Приехавшие в освобожденную деревню командарм и комкор застали Часова за дележом трофеев. На улицах Сартаны были взяты целенькими две самоходные пушки STUG III и восьмиколесный броневик с автоматической пушкой в башенке. К тому же одна из трех подбитых в поле самоходок имела лишь незначительные повреждения ходовой части, и Авербух заверял, что быстро вернет машину в строй.
— На хрена тебе эти фрицевские железки? — искренне удивился Серафимов.
— Сильная пушка, — сообщил Алексей. — К тому же у меня несколько экипажей без машин. А во время прорывов очень полезно иметь в авангарде немецкую технику. Сбивает противника с толку, помогает обеспечить внезапность.
Расхохотавшись, комкор вспомнил, как прошлой зимой его дивизия захватила немецкий склад вещевого имущества.
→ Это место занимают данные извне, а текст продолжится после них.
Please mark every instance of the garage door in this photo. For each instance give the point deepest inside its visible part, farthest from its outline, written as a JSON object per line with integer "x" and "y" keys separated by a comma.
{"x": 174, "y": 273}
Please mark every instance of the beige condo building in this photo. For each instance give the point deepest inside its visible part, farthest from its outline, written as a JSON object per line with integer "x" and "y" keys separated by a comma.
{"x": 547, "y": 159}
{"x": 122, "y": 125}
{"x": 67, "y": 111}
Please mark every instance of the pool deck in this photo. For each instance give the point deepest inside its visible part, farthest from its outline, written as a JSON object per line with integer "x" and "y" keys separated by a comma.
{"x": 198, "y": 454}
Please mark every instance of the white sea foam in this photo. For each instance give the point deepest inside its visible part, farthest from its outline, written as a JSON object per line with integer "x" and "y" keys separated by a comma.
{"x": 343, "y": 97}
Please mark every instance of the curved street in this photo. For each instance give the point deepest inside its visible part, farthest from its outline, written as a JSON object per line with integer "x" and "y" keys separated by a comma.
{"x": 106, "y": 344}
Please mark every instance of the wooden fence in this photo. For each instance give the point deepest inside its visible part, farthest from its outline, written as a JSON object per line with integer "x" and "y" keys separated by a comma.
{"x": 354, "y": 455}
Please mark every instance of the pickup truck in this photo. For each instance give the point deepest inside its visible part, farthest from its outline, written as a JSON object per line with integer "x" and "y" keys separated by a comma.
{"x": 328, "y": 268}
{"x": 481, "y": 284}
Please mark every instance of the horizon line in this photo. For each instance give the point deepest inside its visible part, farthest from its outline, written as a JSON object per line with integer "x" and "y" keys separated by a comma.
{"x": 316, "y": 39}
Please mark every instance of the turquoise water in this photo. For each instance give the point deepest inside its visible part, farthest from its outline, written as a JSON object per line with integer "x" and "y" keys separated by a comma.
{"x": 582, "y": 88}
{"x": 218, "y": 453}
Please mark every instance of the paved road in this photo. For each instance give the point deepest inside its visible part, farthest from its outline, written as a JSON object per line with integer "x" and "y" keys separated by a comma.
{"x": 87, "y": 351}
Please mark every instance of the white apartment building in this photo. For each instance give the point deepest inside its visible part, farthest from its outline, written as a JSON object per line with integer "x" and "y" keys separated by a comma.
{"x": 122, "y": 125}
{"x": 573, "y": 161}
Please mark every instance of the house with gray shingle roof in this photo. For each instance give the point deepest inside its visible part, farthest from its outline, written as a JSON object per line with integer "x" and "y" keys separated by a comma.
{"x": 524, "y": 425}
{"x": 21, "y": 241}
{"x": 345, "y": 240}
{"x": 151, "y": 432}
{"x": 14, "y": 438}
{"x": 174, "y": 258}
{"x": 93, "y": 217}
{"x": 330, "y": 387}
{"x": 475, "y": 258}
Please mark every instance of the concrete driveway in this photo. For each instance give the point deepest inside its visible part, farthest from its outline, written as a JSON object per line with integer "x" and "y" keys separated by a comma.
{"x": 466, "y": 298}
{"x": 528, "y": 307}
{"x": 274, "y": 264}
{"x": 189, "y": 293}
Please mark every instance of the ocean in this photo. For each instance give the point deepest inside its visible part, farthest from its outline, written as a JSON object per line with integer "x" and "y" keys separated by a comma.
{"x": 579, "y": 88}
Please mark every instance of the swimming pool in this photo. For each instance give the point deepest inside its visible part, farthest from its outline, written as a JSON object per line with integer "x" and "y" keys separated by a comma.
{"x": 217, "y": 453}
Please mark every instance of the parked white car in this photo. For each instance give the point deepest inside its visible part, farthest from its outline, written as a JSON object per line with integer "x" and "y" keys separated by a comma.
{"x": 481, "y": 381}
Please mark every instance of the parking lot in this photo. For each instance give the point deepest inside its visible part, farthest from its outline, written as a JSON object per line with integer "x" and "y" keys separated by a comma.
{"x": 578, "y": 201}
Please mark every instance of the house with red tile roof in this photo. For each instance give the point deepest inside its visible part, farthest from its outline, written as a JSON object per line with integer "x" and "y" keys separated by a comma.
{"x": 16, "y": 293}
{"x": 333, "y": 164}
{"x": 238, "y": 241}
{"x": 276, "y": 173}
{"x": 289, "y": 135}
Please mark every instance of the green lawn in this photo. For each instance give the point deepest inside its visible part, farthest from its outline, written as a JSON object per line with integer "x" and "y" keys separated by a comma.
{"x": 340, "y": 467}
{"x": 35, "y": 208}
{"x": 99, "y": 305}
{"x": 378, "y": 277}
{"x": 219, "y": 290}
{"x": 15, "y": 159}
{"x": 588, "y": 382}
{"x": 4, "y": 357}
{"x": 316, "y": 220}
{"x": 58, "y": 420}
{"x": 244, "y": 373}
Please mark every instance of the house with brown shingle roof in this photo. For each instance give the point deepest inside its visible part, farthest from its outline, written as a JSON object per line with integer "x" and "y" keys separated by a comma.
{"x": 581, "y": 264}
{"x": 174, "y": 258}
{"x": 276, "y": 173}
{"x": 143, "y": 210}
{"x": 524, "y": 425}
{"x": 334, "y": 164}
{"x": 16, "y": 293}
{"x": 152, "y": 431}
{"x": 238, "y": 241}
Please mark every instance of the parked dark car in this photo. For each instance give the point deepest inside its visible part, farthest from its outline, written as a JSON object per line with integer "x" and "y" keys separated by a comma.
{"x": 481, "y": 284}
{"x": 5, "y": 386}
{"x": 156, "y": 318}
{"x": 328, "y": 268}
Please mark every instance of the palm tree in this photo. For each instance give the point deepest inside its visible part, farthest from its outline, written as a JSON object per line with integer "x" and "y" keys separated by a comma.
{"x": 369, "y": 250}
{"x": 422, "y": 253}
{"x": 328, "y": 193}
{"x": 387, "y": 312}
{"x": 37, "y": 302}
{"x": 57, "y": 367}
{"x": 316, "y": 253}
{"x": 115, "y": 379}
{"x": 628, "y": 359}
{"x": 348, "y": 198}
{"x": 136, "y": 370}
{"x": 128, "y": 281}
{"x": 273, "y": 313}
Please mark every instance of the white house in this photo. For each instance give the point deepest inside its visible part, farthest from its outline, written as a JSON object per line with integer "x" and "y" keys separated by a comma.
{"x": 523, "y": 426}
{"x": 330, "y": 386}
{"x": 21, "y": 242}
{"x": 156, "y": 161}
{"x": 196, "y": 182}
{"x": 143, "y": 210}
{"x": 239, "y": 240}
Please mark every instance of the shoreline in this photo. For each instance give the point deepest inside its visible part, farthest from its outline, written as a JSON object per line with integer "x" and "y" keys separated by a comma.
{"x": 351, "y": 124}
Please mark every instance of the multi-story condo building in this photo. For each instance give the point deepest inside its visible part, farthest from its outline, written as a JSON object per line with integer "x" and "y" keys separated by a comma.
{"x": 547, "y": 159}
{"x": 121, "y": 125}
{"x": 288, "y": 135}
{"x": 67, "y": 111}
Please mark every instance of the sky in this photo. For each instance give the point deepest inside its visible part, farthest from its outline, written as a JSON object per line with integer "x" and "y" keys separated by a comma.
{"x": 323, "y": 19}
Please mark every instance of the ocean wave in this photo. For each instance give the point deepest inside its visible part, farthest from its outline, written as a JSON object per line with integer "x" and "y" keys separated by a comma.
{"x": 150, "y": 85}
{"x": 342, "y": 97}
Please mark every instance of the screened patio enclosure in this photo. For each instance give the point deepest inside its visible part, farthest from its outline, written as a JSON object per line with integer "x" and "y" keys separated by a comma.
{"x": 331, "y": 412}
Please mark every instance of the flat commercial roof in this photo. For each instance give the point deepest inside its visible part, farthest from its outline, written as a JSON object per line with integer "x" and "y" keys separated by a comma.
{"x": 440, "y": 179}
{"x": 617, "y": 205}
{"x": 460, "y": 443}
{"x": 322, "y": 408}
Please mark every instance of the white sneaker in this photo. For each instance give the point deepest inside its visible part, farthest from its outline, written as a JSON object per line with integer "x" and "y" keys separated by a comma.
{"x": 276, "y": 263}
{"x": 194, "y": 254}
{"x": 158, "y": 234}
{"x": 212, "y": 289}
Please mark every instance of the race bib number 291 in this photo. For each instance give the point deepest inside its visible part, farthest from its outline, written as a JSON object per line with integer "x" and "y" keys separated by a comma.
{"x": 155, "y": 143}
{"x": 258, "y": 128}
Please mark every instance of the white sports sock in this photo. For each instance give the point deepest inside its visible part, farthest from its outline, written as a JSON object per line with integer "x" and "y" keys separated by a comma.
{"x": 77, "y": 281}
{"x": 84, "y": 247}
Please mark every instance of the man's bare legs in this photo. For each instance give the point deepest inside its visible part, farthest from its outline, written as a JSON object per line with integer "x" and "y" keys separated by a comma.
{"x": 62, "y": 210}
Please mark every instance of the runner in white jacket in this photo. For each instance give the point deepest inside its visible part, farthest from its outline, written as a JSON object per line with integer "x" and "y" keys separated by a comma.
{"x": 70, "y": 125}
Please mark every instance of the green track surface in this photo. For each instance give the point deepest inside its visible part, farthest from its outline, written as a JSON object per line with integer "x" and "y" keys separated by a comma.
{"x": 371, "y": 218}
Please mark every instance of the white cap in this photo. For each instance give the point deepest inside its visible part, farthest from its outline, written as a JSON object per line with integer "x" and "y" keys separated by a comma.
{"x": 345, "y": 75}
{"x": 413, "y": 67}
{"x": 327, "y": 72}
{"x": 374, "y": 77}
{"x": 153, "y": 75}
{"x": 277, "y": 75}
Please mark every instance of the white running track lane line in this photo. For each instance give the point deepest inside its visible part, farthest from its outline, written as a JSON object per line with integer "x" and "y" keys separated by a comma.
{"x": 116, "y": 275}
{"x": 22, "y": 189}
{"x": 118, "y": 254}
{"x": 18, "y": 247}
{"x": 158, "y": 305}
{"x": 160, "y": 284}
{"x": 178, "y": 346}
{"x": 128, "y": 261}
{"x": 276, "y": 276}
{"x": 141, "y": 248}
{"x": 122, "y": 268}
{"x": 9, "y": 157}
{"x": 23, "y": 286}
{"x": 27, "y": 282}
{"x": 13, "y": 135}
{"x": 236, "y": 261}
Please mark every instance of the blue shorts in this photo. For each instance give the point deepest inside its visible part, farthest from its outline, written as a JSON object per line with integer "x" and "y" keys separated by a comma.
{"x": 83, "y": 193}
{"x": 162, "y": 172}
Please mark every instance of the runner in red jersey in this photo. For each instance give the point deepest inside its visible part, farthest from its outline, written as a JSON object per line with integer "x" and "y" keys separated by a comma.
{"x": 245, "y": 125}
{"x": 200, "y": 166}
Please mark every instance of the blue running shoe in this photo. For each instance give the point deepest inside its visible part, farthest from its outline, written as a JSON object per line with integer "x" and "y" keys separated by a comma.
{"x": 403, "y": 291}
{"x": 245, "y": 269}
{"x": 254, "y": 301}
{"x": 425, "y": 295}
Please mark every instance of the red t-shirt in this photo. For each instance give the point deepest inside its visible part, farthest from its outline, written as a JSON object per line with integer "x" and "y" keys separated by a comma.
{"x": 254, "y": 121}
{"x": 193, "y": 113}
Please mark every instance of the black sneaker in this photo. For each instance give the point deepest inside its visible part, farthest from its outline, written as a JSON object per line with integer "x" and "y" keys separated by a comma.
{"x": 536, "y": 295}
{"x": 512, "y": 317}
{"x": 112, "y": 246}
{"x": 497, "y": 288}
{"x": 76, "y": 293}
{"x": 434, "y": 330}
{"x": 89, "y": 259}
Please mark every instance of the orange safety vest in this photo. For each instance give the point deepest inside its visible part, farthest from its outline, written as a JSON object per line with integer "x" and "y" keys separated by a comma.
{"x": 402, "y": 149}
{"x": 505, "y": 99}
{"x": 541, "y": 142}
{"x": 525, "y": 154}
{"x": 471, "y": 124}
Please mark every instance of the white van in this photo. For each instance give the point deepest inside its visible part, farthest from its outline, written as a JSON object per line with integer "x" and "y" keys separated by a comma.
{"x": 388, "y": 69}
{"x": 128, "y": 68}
Два батальона, переодетые во вражеские шинели, под губную гармошку входили без боя в опорные пункты противника и внезапными атаками громили захваченные врасплох гарнизоны.
Выслушав поучительную историю со снисходительной ухмылкой, Павлов сделал строгое лицо и сурово произнес:
— На тебя, танкист, пехота жалуется.
— Так ведь по-честному поделили, товарищ генерал… — Леха изобразил на лице обиду.
Отвечал он, конечно, не вполне искренне: в Саргане были захвачены богатейшие склады, и дорвавшиеся до трофеев Рябченко, Стекольников, а также примкнувший к ним Негуляев разграбили добычу почти подчистую. В грузовики и бронетранспортеры танкового полка удалось разместить много разной провизии. Не все же пехоте трофеи загребать. От смерти солдата спасает меткий глаз, а от голода — длинные руки.
Точно угадав момент, подошел Низкохат, позвавший старших командиров в дом, где еще недавно размещался штаб румынского полка. Сопровождавший генералов начальник армейской разведки потребовал переправить всех пленных офицеров для допроса в его контору.
— Уже допрашиваем, — сообщил Низкохат.
Служил в его взводе старший сержант Наум Урсу из Кишинева, большевик с дореволюционным стажем, который большую часть из своих сорока лет провел в бессарабском подполье, а после возвращения Молдавии инспектором милиции. Гитлера и Антонеску он ненавидел, по-румынски говорил не хуже, чем по-русски, и очень любил допрашивать пленных врагов. Самым ценным пленником этого дня оказался полковник Себастьян Скерлатеску, командир 32-го полка пехотной дивизии. Глаза полковника из разведки хищно засверкали при виде карт и шифротаблиц. Строевых командиров больше интересовали сведения о намерениях неприятеля.